Sen. Rick Scott says he ‘wouldn’t have supported’ Texas GOP platform on homosexuality

The Florida senator, who is also chair of the Republican Senate elections committee, told reporters that the Texas party had staked out a position that was “not inclusive.”

Sen. Rick Scott, R-Fla., arrives to speak at the Faith and Freedom Coalition’s “Road to Majority” event, Friday, June 17, 2022, in Nashville, Tenn.Mark Humphrey/AP

WASHINGTON (AP) — Florida Sen. Rick Scott, chair of the GOP’s Senate elections committee, on Wednesday criticized the Texas Republican Party’s new platform for not being “inclusive” when it described homosexuality as “an abnormal lifestyle choice.”

Scott spoke to reporters at a breakfast just days after GOP delegates in the country’s largest red state approved the new platform, which also falsely labels President Joe Biden an “acting” commander-in-chief and says that Texas “retains the right to secede from the United States.”

“My experience is, you know, the Republican Party is inclusive. And so I don’t — I wouldn’t have supported that, what they did," Scott said when pressed on the homophobic language, which he said was not inclusive. He also reiterated that he accepts Biden's election.

The platform, which falsely claims that Biden "was not legitimately elected,” underscores how far Texas Republicans have moved to the right and how deeply former President Donald Trump's lies about the 2020 election have become ingrained in the party.

No evidence has emerged to support Trump's claims of a stolen election, which top government officials, judges and even senior members of the former president's own campaign staff have rejected. Indeed, an Associated Press review of every potential case of voter fraud in six battleground states disputed by Trump found fewer than 475 instances total — a number that would have made no difference to the outcome.

Scott, who leads the National Republican Senatorial Committee, has been reluctant to criticize fellow Republicans as he works to flip the Senate this November. Scott said be believes the party can win 54 seats and retake control of the chamber amid soaring inflation and Biden's low approval ratings.

On Wednesday, he again dismissed growing concerns over the electability of two Republican Senate candidates: Herschel Walker, the party’s nominee in Georgia, and former Missouri Gov. Eric Greitens, who is seeking the Republican nomination in a highly competitive Aug. 2 primary to replace GOP Sen. Roy Blunt.

Greitens, who resigned in disgrace in 2018, recently released a campaign video that shows him brandishing a shotgun and declaring that he’s hunting RINOs — a pejorative term meaning “Republicans In Name Only." Walker, meanwhile, has been grappling with revelations that he dramatically inflated his business record and has several children that he had not previously publicly acknowledged.
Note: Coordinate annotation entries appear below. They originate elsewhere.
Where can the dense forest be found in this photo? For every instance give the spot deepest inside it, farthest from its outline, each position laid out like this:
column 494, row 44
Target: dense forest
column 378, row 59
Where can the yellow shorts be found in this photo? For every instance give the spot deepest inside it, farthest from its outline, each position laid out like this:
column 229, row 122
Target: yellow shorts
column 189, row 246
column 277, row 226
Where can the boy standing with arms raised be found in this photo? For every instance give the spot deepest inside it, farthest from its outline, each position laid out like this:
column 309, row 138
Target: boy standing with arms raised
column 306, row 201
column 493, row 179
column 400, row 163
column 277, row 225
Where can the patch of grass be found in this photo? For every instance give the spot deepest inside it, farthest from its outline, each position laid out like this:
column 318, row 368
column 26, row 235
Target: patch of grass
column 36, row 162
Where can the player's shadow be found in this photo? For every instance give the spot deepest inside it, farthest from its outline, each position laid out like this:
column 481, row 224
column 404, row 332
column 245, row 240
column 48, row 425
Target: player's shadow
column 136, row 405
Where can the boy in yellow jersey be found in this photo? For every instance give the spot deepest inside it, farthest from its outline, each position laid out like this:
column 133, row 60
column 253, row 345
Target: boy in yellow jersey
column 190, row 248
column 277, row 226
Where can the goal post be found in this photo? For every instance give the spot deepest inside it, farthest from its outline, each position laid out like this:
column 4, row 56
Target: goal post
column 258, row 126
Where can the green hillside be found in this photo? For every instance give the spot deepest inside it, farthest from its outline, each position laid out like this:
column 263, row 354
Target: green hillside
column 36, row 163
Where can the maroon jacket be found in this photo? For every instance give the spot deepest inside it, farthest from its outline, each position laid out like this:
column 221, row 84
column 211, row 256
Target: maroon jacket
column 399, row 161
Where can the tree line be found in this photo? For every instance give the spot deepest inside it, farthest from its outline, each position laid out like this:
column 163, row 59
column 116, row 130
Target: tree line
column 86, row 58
Scott, who has declined to take sides in party primaries, said it was up to voters to pick their nominees, but predicted Walker would win in November against Democratic incumbent Raphael Warnock.

As for Greitens, Scott said he hadn't seen the campaign video, but said: “I don’t believe that we ought to ever be promoting any violence.”

Still, he was bullish on the eventual nominee's chances.

“I think Missouri will make a good choice. And I think whoever they choose is going to be the Republican senator from Missouri," he said. “There’s no reason to believe we won’t win Missouri whoever our nominee is there. We’ve got good people running. But we’ll see what happens.”

As for the Texas platform, he said, “Every state party has a right to make any decision they want."

“I don’t tell people what they ought to run on,” he added. "We show people where the public is. But every state’s got different issues. And they ought to run on the issues that are important to them.”